Caspar Koch (singer)

from Wikipedia, the free encyclopedia

Caspar Koch (born November 24, 1889 in Cologne ; † December 5, 1952 there ) was a German opera singer (tenor) who had his artistic heyday in the period from 1917 to 1928.

Koch studied singing at the Cologne Conservatory , but was then initially drafted into military service, from which he was released in 1917, soon after he had married his wife Else through a war wedding. In the same year he was engaged by the Cologne Opera , where he worked until 1926. From 1927 to 1928 he worked at the Düsseldorf Opera , but also appeared at the Wagner Festival in Bayreuth in 1927 . In Wagner's Rheingold there he played the role of Froh.
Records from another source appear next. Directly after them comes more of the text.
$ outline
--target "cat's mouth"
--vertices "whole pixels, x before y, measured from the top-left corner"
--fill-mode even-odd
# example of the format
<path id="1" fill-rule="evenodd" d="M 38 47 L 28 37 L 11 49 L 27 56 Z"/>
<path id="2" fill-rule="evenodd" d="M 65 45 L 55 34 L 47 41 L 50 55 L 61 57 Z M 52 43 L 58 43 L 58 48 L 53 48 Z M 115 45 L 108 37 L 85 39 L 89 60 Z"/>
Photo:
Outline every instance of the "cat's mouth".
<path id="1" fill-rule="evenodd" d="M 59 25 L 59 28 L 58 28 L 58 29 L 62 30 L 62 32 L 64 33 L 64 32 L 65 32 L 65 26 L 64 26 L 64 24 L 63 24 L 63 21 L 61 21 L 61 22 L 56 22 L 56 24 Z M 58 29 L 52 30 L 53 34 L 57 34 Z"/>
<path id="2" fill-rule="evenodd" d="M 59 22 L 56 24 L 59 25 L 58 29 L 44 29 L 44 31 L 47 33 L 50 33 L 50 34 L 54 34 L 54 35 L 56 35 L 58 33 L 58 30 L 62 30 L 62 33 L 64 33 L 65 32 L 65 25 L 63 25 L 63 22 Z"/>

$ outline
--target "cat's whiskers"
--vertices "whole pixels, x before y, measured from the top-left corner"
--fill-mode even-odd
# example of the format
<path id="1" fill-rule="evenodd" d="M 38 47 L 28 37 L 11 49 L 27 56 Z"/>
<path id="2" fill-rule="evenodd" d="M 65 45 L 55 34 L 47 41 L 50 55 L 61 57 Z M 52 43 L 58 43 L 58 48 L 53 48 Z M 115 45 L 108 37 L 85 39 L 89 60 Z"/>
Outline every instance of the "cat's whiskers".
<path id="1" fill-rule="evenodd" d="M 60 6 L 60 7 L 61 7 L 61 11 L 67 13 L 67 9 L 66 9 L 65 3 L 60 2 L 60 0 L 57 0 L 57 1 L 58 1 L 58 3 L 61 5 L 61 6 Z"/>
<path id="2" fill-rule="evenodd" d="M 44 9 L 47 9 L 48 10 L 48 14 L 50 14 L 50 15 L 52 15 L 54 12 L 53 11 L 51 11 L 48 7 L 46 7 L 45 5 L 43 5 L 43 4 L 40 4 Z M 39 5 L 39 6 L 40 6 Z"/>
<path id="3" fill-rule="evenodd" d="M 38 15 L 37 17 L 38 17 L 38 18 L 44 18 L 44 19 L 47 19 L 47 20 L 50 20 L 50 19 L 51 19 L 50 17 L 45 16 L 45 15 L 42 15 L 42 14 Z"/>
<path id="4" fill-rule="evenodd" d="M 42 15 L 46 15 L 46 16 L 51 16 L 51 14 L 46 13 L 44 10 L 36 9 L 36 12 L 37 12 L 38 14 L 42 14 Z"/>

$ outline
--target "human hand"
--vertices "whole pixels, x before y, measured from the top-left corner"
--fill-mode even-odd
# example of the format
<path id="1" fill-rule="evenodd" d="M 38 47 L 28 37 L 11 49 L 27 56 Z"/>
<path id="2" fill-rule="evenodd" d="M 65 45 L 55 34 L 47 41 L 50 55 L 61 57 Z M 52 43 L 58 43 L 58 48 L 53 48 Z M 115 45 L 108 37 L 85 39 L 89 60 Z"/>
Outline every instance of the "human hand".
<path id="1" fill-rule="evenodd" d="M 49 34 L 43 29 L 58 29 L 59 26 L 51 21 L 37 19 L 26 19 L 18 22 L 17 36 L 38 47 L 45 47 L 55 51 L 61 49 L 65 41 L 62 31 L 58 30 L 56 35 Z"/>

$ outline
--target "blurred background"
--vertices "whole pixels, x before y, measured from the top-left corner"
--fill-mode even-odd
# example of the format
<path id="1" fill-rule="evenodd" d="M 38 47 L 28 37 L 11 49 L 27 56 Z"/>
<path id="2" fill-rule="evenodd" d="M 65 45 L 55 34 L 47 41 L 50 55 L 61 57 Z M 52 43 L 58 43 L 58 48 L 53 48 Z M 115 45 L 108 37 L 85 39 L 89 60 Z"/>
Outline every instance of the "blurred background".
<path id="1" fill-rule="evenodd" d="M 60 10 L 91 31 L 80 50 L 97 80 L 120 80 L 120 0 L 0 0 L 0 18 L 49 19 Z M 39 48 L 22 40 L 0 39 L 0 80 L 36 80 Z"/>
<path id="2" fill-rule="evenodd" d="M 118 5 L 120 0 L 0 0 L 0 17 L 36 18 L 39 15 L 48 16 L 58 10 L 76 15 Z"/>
In 1928 the Kroll Opera in Berlin entrusted him with the lead role in the premiere of Igor Stravisky's Oedipus Rex. In the following years, shaped by the global economic crisis, he withdrew more and more from the stage, had even smaller appearances as an entertainment singer at festive events and otherwise worked mainly as a singing teacher in Cologne, Munich and Berlin.

Some vocal pieces were published in 1922 and 1923 on acoustically recorded Vox records , which reproduced his extraordinary tenor voice in a particularly natural way.